Nearly 3,000 flags are placed at Alumni Park along Pacific Coast Highway and Malibu Canyon Road - one for each victim.

MALIBU, Calif. (KABC) -- As many reflect on the 24th anniversary of 9/11, one of the most moving displays in Southern California is Pepperdine University's "Waves of Flags."
Every year, the school honors the lives of those lost in the September 11, 2001, attacks.
Nearly 3,000 flags are placed at Alumni Park along Pacific Coast Highway and Malibu Canyon Road - one for each victim, including a national flag for each foreign country that lost a citizen in the attack.
More than 300 volunteers raised flags over the weekend. The tradition began in 2008 and hopes to educate young students who weren't alive during the attacks.
"When we put up these flags, these feelings come back and they continue to deepen," said Pepperdine Senior Vice Chancellor Hung Le. "Especially when I walk through this display, and I pause and realize that each flag is one life, a life that was lost. An empty seat at a table, a family that continues to hurt, a community that continues to remember, a nation that continues to heal, and a world that's been transformed."
John Bossler was at the South Tower during the attacks and spoke during Thursday's memorial event. He said it's something that will live in his memory forever.
"There was a lot of commotion," he recalled. "As we walked out, there was a lot of glass and debris falling."
"We saw things you're never going to forget," he added.

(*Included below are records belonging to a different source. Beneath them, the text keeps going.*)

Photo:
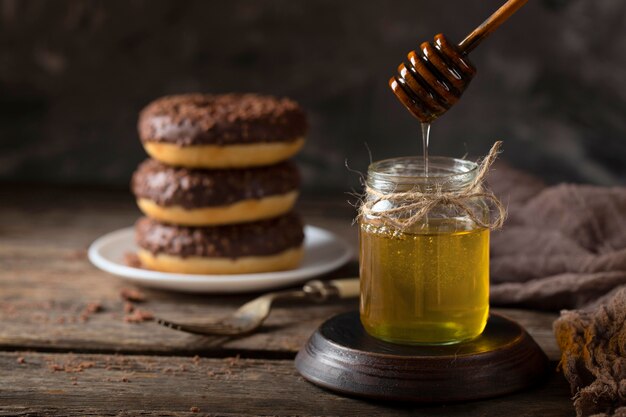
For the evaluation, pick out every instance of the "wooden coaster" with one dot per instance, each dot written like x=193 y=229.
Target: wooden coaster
x=342 y=357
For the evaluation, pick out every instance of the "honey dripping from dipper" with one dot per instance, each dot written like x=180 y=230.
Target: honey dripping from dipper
x=433 y=79
x=424 y=271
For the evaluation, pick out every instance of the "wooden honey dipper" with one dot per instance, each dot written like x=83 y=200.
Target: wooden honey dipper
x=434 y=78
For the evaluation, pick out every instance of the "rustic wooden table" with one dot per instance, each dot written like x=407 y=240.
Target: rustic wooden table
x=56 y=358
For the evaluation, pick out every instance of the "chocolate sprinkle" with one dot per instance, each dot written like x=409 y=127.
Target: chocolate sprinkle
x=196 y=188
x=205 y=119
x=267 y=237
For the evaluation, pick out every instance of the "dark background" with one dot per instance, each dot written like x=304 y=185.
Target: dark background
x=74 y=74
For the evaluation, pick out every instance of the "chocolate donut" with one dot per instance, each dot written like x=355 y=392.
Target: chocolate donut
x=200 y=197
x=222 y=131
x=267 y=245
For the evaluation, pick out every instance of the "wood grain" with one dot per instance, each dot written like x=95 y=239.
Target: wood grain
x=113 y=385
x=47 y=282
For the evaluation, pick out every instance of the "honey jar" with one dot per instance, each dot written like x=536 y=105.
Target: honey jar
x=424 y=252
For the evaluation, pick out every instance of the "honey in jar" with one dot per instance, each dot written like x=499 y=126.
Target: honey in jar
x=427 y=283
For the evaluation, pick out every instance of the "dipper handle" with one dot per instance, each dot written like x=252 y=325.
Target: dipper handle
x=472 y=40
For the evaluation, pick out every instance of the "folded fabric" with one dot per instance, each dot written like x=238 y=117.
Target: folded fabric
x=562 y=246
x=593 y=344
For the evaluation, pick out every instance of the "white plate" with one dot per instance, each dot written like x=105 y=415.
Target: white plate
x=323 y=252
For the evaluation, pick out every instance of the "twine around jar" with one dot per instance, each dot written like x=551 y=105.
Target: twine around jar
x=412 y=206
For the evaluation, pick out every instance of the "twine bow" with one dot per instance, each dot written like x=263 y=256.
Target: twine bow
x=412 y=206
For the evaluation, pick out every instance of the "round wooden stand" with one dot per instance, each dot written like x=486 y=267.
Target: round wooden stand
x=342 y=357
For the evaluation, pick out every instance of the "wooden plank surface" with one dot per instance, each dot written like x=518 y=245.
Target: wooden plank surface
x=113 y=385
x=47 y=282
x=118 y=368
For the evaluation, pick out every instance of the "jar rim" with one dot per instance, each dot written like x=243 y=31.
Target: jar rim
x=410 y=170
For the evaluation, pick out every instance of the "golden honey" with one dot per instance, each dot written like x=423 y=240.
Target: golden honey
x=428 y=285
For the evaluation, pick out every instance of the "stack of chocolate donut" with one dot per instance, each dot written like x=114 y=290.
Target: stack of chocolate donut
x=219 y=192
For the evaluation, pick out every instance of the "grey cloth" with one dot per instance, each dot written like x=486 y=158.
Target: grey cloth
x=562 y=246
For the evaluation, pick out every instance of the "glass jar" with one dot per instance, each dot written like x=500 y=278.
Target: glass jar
x=427 y=283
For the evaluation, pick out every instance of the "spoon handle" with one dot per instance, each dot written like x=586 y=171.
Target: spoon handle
x=472 y=40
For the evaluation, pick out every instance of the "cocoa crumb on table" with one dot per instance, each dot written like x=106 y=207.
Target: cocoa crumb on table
x=138 y=316
x=132 y=294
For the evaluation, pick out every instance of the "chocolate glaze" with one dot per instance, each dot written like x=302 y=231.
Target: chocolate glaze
x=204 y=119
x=196 y=188
x=267 y=237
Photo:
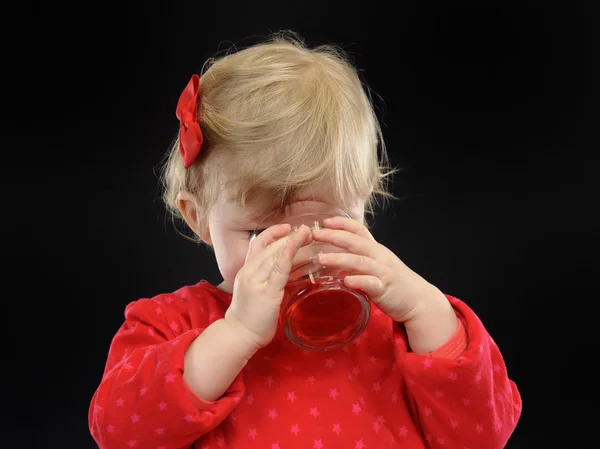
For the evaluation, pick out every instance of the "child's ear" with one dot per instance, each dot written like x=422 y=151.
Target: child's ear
x=187 y=205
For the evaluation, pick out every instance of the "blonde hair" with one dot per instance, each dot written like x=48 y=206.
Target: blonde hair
x=277 y=118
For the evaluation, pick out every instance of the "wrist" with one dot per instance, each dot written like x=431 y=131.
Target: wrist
x=243 y=341
x=432 y=323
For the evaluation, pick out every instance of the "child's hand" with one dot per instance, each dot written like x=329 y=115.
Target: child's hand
x=259 y=285
x=374 y=269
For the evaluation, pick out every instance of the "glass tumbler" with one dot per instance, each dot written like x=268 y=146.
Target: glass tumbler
x=318 y=312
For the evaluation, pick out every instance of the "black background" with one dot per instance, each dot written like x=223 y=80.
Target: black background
x=490 y=109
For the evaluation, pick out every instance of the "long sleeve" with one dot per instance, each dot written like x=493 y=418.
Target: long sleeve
x=467 y=400
x=142 y=401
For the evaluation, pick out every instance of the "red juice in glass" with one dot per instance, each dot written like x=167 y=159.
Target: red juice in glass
x=322 y=314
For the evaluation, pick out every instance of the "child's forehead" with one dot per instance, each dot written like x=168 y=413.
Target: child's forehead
x=266 y=208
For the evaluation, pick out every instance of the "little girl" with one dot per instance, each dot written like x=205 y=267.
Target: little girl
x=206 y=367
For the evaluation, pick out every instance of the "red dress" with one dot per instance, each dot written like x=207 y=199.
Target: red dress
x=372 y=394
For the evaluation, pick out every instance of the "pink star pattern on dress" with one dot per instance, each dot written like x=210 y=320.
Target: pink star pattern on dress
x=364 y=396
x=170 y=378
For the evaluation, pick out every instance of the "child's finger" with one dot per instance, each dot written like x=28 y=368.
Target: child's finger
x=348 y=224
x=352 y=263
x=277 y=269
x=267 y=238
x=371 y=285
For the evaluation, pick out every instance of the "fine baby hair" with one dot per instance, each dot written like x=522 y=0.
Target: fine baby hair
x=275 y=118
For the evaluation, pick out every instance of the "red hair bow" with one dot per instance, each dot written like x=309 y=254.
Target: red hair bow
x=190 y=134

The keynote speaker was actor Dennis Quaid, a passionate supporter of veterans and first responders. He recently portrayed President Ronald Reagan in the 2024 biopic "Reagan."
"Those men and women who are running in when everybody else is running out ... they're America's finest and America's bravest," he said. "They carried the torch that must be kept burning by each new generation."
Thursday's event concluded with a flyover featuring four World War II vintage planes.
You can visit the flag display through September 26.